The wheels of the great Indian student export machine are grinding to a halt. For years, UK universities banked on a rising tide of Indian undergraduates, prepared to pay top dollar (or pound) for a British degree. Now, that tide is receding.
Two forces are at play. First, the rupee has taken a battering. Down nearly 10% against sterling in 2023, it makes a UK education a 10% more expensive proposition overnight. For middle-class families, the maths no longer works. Second, the Home Office has turned the visa tap. The post-study work route is still there, but the rhetoric has hardened. Dependents are out, and the net migration figures cast a long shadow.
The numbers are stark. Applications for Indian student visas fell 20% in the first quarter of this year. Tier 4 visa issuances are down. The pipeline is drying up.
Yet here’s the paradox they don’t want you to talk about. For many UK institutions, this is not a crisis. It is a correction. The rush for Indian students was always a numbers game for the bottom line. Fees of £30,000 a head propped up crumbling departments and vice-chancellors’ pay packets. But it came with a cost. Reputational risk. Classroom capacities strained. Accusations of a cash-for-entry model.
Now, with demand easing, universities are breathing. Not publicly, of course. The public line is one of concern. Diversification, they say. We must look to new markets. But behind closed doors, there is relief. The dependency was unhealthy. The downturn allows them to rebalance, to raise entry standards, to focus on higher-margin students from, say, Nigeria or Vietnam.
And let’s not ignore the other factor. The game of domestic politics. The Conservative party is watching the migration numbers like a hawk.
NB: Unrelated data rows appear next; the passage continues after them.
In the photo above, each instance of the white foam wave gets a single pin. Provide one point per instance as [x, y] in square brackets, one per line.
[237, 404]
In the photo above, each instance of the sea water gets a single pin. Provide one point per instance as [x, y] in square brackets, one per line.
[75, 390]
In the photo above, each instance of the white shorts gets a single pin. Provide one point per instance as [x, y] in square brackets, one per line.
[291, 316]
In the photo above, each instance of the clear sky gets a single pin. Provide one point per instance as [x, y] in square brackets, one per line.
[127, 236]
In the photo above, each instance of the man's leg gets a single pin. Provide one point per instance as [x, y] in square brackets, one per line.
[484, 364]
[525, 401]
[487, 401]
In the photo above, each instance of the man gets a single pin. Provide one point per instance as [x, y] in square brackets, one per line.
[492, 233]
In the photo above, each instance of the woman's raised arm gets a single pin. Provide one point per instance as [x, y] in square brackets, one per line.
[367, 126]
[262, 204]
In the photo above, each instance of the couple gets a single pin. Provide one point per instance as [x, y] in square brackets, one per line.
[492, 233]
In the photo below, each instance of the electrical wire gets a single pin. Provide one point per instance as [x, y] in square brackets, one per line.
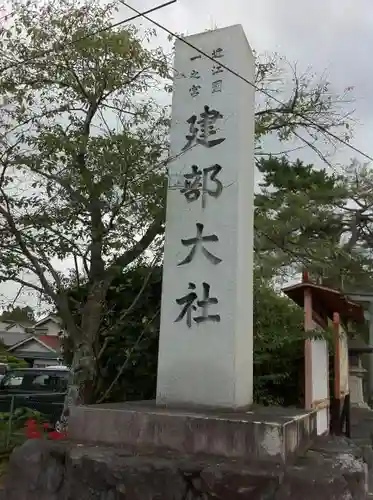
[235, 73]
[62, 46]
[267, 94]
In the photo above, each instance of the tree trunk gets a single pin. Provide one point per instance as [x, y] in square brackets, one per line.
[83, 371]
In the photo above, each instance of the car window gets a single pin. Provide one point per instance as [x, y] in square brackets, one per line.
[44, 382]
[13, 380]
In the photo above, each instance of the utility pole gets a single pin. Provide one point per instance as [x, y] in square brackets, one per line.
[366, 300]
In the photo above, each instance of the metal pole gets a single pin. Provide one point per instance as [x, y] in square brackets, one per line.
[370, 365]
[10, 422]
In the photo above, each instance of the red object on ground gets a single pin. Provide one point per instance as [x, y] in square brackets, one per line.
[35, 431]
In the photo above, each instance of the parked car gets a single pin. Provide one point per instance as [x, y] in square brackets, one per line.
[3, 369]
[41, 389]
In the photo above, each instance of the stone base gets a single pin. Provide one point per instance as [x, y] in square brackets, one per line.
[47, 470]
[277, 434]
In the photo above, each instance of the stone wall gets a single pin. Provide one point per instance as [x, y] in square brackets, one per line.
[43, 470]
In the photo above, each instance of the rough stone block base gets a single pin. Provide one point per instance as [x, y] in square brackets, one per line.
[277, 434]
[42, 470]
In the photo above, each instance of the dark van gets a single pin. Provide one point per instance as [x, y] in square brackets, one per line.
[41, 389]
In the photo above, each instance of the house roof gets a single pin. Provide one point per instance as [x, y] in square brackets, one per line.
[326, 301]
[50, 343]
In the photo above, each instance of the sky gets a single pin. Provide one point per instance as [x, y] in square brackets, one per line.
[330, 37]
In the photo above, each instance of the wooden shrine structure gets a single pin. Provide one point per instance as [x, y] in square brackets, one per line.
[326, 308]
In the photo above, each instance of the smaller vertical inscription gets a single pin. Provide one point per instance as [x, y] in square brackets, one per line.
[195, 90]
[217, 86]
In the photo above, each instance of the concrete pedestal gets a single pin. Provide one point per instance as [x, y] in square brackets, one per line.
[356, 375]
[268, 433]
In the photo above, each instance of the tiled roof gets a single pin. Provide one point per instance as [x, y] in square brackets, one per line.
[50, 341]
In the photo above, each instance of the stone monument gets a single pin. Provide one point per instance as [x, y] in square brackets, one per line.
[206, 340]
[205, 366]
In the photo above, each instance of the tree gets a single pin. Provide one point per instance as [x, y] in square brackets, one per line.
[83, 151]
[128, 340]
[81, 159]
[314, 219]
[127, 366]
[18, 314]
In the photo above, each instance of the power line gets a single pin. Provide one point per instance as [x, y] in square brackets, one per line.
[233, 72]
[60, 47]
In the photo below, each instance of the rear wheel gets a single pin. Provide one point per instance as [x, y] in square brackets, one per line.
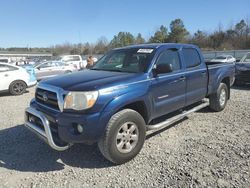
[219, 99]
[124, 136]
[17, 87]
[67, 72]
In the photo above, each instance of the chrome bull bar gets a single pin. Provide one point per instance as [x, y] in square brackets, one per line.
[45, 134]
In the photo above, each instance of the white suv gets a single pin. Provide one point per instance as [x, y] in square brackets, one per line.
[75, 60]
[15, 79]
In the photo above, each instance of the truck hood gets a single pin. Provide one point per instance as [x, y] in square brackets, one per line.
[87, 80]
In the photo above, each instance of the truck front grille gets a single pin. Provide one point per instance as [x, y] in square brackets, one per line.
[47, 98]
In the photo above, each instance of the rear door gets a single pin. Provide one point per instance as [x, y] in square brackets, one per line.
[168, 90]
[196, 76]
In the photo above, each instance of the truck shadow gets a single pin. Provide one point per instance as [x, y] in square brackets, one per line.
[21, 150]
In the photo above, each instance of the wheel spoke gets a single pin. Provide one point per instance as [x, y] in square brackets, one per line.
[128, 146]
[119, 136]
[132, 128]
[125, 127]
[120, 145]
[134, 137]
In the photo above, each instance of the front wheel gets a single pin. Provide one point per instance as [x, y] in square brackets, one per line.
[219, 99]
[124, 136]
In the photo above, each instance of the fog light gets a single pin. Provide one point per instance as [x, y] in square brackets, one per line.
[79, 128]
[31, 119]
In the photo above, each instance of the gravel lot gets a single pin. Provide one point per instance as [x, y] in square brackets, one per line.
[205, 149]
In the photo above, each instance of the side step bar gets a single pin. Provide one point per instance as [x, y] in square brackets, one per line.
[45, 134]
[176, 118]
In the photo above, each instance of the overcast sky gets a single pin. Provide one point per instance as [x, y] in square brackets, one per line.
[42, 23]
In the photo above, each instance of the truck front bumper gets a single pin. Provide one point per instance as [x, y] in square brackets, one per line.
[39, 124]
[59, 130]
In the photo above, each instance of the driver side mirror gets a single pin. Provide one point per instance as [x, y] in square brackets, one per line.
[163, 68]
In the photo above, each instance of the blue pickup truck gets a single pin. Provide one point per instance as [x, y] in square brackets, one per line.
[128, 92]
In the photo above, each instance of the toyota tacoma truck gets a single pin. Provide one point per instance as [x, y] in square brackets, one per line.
[129, 91]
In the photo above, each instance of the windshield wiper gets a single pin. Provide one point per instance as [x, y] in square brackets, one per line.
[113, 70]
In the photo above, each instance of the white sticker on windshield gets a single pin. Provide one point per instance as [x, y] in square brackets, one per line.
[148, 51]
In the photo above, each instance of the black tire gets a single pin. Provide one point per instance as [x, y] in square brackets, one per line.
[108, 144]
[216, 100]
[238, 83]
[17, 87]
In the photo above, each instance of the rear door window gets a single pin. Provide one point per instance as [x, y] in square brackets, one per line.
[6, 68]
[191, 57]
[170, 56]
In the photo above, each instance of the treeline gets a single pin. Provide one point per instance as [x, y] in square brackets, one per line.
[235, 37]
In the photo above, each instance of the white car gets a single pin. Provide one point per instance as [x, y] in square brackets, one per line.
[75, 60]
[224, 59]
[15, 79]
[52, 68]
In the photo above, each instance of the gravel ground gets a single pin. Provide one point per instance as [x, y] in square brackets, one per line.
[205, 149]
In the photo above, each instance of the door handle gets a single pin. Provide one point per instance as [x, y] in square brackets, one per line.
[204, 73]
[182, 78]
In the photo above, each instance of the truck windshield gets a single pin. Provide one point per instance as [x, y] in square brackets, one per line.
[133, 60]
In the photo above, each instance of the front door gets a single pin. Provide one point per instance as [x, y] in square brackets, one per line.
[168, 90]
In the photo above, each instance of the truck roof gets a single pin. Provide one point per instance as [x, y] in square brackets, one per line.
[158, 45]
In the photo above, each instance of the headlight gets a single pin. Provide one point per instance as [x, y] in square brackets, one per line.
[80, 100]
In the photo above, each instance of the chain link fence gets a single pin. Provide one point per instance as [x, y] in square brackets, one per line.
[238, 54]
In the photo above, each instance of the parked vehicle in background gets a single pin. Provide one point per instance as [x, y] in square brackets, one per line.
[243, 70]
[75, 60]
[224, 59]
[52, 68]
[4, 60]
[15, 79]
[127, 92]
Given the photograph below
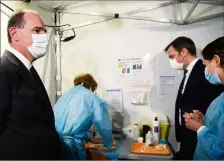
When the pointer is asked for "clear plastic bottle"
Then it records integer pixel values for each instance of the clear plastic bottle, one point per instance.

Every Indian student who stays home is a reduction in the net migration statistic. That is a win for the Home Secretary. The sector grumbles, but the Treasury is not listening.
What does this mean for the long game? The Indian middle class will still send its children abroad. But with a currency that buys less and a visa regime that feels less welcoming, the UK is no longer the automatic first choice. Canada, Australia, even Ireland look cheaper and easier.
UK universities will adapt. They always do. But the era of easy money from the subcontinent is over. And in Westminster, you won’t hear a single tear shed.